Advances in SMRT Biology and Challenges in Long Read Informatics

In 2011, advent of the PacBio RS sequencer and its SMRT (single molecule real-time) sequencing technology revolutionized the concept of DNA sequencing. Longer reads are promised to generate de novo assembly of much higher contiguity, and the claim was proved by several assembly projects (Steinberg et al. 2014; Pendleton et al. 2015; Seo et al. 2016). The lack of sequencing bias was proved to be able to read regions which are extremely difficult for NGS (Next Generation Sequencers) (Loomis et al. 2013).

None of these achievement, however, was just straightforward application of conventional informatics strategy developed for short read sequencers; the virtue of the long reads was not free at all. As many careful skeptics claimed in the early history of PacBio sequencing, the long reads seemed too noisy. Base accuracy was around ~85% for single raw read, that is, ~15% of bases were wrong calls, and indels consisted most of the errors. The higher error rate made it inappropriate to apply informatics tools designed for much accurate short read technologies.

Even the higher error rate is properly handled by sophisticated algorithms, the length of the reads itself can pose another problem. Computational burden of many algorithms depends on the read length L. When only the short reads are assumed, it may be considered as constant, e.g., L = 76, 150, etc. The emergence of long read sequencer changed the situation drastically by improving the read length by orders of magnitudes, to thousands of bases, and to tens of thousands of bases by now. Besides the ongoing innovations for longer reads, there is a large variation in length of sequencing reads even in the same sequencing run. Therefore, the assumption that the read length is constant is not valid anymore, and one must have a strategy to handle (variably) long reads in reduced time (CPU hours) and space (memory footprint) requirement.

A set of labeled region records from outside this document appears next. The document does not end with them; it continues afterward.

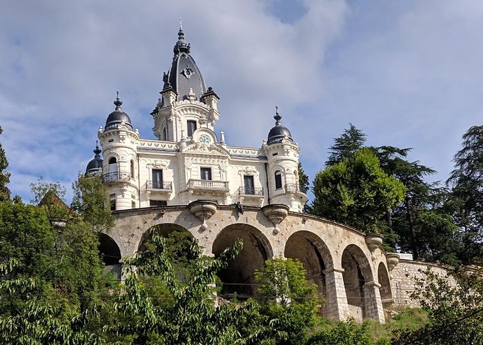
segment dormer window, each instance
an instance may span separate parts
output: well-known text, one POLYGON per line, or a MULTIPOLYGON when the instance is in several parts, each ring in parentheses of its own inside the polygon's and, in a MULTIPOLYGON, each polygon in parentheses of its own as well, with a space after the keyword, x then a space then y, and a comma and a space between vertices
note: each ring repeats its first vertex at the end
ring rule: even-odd
POLYGON ((187 134, 188 137, 193 137, 193 133, 196 130, 196 121, 188 120, 187 126, 188 128, 187 134))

Availability of long read opened a door to the set of problems which were biologically existing in real but implicitly ignored by studies using short read sequencing. For example, we had to realize that a non-negligible fraction of reads could cover SVs (structural variants), requiring a new robust mapping strategy other than simply masking the known repetitive regions.

Consequently, many sophisticated algorithms had to be developed to resolve these issues; how to mitigate higher error rate, and how it can be done efficiently for long reads. The rest of this article covers some important innovations achieved and ongoing efforts in informatics area to make the most of long reads data.

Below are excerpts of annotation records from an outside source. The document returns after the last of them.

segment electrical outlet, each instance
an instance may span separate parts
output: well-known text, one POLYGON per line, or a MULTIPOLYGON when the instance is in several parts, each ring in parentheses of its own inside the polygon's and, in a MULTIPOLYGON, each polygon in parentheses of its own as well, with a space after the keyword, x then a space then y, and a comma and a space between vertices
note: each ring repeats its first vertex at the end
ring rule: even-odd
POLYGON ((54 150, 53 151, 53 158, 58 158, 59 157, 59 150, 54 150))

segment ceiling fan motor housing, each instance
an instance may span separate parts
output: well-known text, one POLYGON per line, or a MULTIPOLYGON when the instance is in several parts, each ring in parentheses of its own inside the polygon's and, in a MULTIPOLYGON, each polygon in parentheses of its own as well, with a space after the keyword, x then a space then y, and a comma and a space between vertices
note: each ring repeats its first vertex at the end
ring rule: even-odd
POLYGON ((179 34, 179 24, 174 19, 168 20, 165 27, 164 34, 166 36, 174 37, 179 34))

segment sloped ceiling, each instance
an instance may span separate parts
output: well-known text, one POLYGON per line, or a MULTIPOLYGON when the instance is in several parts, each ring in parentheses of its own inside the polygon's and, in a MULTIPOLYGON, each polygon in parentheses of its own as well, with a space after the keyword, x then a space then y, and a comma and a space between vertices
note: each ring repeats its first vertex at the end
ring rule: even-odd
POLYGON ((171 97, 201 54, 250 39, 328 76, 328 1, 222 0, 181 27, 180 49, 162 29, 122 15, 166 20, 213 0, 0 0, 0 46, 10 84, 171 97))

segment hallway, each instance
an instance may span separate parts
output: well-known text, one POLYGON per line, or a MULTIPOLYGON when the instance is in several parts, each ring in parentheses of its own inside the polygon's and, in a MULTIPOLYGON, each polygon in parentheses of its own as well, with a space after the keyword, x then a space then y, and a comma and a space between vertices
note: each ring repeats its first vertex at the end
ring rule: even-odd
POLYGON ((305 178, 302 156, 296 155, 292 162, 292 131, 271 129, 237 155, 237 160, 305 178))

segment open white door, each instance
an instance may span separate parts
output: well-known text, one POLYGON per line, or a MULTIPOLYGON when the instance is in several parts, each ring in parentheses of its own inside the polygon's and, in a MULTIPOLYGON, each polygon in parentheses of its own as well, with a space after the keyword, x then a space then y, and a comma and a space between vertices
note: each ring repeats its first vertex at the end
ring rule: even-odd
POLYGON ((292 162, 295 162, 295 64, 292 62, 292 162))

Aligning Noisy Long Reads with Reference Genome

When one aligns long reads against reference sequence, one must be aware that the variations between reads and reference stems from two conceptually separate causes. On one hand, there are sequencing errors in its simple sense, which is discrepancy between a read observed and actual sequence being sequenced. On the other hand, we expect a sample sequenced would have slightly different sequence than a reference sequence (otherwise there is no point in doing sequencing), and those difference are usually called variants. Though sequencing errors and sequence variants are conceptually different, however, they both appears just as “errors” to us unless they have some criteria to distinguish them. The next two examples are for understanding why the distinction between two classes of “error” is relevant here.

Let’s consider we have some noisy reads. Clearly, we cannot call sequence variants specific to the sample unless the frequency of sequencing errors is controlled to be sufficiently low compared to the frequency of variants. This is the reason why it is difficult for noisy reads to detect small nucleotide variants such as point mutations and indels.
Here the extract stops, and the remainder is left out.